Don’t Mess with Thyra

By Leslie Waggener

Image
Thyra Thomson at her desk, smiling
Thyra Thomson served Wyoming as secretary of state for 24 years. Courtesy Wyoming State Archives.

Thyra Thomson served as Wyoming’s Secretary of State for 24 years, from 1962 to 1987, the longest tenure in the state’s history. Most Wyomingites knew her as gracious, soft-spoken, and warm. A deputy who worked alongside her offered a more complete picture: “Your mother’s amazing. She can tell someone to go to hell, and they don’t even know the train has left the station.”

Her son Bruce, recalling these stories in oral history interviews recorded at the American Heritage Center between 2022 and 2026, described what that looked like in practice.

A businessman came to Thyra’s office seeking approval to register a security for sale in Wyoming. She told him her office had reviewed it and couldn’t approve it. He suggested they might come to an arrangement, one that would make the approval worth her while.

Thyra paused. She pressed her intercom. “Linda, could you come in here for a moment?” Her deputy, Linda Mosley, appeared. “I’d like you to meet my deputy, Linda Mosley,” Thyra said pleasantly. Then: “Would you kindly repeat your offer to me again?”
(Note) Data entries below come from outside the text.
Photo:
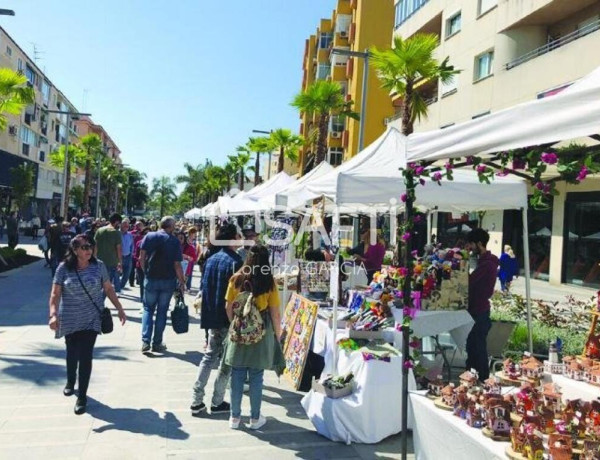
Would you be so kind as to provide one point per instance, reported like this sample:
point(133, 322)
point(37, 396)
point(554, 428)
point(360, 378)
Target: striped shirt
point(76, 312)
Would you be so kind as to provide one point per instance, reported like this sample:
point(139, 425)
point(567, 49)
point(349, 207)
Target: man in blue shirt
point(126, 253)
point(215, 277)
point(160, 258)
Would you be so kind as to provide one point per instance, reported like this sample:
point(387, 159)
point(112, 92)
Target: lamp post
point(363, 103)
point(260, 131)
point(64, 200)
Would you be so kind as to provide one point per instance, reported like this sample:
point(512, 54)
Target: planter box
point(333, 393)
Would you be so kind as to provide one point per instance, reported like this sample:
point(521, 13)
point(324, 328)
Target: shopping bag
point(180, 318)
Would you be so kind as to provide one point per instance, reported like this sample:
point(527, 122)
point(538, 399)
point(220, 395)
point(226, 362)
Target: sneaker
point(197, 408)
point(258, 423)
point(80, 405)
point(160, 348)
point(69, 390)
point(221, 408)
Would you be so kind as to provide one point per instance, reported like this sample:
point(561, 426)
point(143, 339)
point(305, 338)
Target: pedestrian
point(76, 302)
point(108, 249)
point(138, 267)
point(219, 268)
point(12, 230)
point(249, 362)
point(481, 287)
point(35, 227)
point(126, 253)
point(160, 257)
point(509, 268)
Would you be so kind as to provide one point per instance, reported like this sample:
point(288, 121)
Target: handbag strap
point(86, 291)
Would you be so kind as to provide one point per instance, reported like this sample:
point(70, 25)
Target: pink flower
point(518, 163)
point(549, 158)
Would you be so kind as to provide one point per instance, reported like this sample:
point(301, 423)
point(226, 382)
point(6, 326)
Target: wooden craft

The man said he didn’t know what she was talking about.

“I think our business is finished,” Thyra said.

She would have pursued it had he repeated himself. But the point was made. “Mom was tough,” Bruce said. “She didn’t play around with people.”

In her role as Secretary of State, Thyra represented Wyoming before New York financial agencies that rated the state’s securities offerings. On one occasion, the agency was reluctant to grant Wyoming’s bonds the highest triple-A rating. Their manner, Bruce recalled, was patronizing, as though they needed to explain to the little lady from Wyoming how the system worked.

Thyra listened. Then she said: “Listen, fellas, it’s your decision, but if these securities don’t receive the highest triple-A rating, I’ll make certain your firm will never do business in the state of Wyoming again.”

They promptly agreed to the triple-A rating.

Image
A woman holds an American flag while standing in front of a large building draped with an enormous American flag.
Thyra Thomson on the Capitol grounds, where she served as Secretary of State longer than anyone in Wyoming history. Courtesy American Heritage Center.

Thyra served on Wyoming’s Prison and Pardon and Parole Board. At one hearing, a young prisoner began explaining why he deserved parole. “My family’s poor—” Thyra cut him off. “We don’t put people in prison because they’re poor.”

He tried again. “I lost my job—” She stopped him again. “We don’t put people in prison because they’re unemployed.”

Fearing his chances were gone, he blurted out the truth: “I wrote bad checks.”

“Don’t write any more bad checks,” Thyra said, “and you won’t have to come back here.” He was granted parole.

Thyra applied the same deliberate hand at home. When Bruce was a teenager, he was stopped for speeding in Fort Collins and, because he was a minor out of state, was taken into custody and put in a holding cell. In a panic, he called his mother at work.

“I'll make sure someone comes to get you out,” she told him.

An hour passed. Then two. Then three. After six hours, a Fort Collins attorney Thyra knew came in and signed for Bruce’s release.

When Bruce got home, he demanded to know why he’d had to sit in jail all afternoon. Thyra was unmoved. “What you think of an emergency for you,” she said, “is not necessarily an emergency for me.”

She had called her friend, Bruce realized later, and simply asked him to wait until the end of the day. “She was giving a lesson in responsibility,” he said. “And she was a great mom.”

The iron was always there. What changed was whether it was needed.

The oral history interviews with Bruce Thomson are held in the collections of the American Heritage Center, University of Wyoming, in Laramie. An interview with Thyra Thomson conducted by Mark Junge in 1993 is available at WyoHistory.org.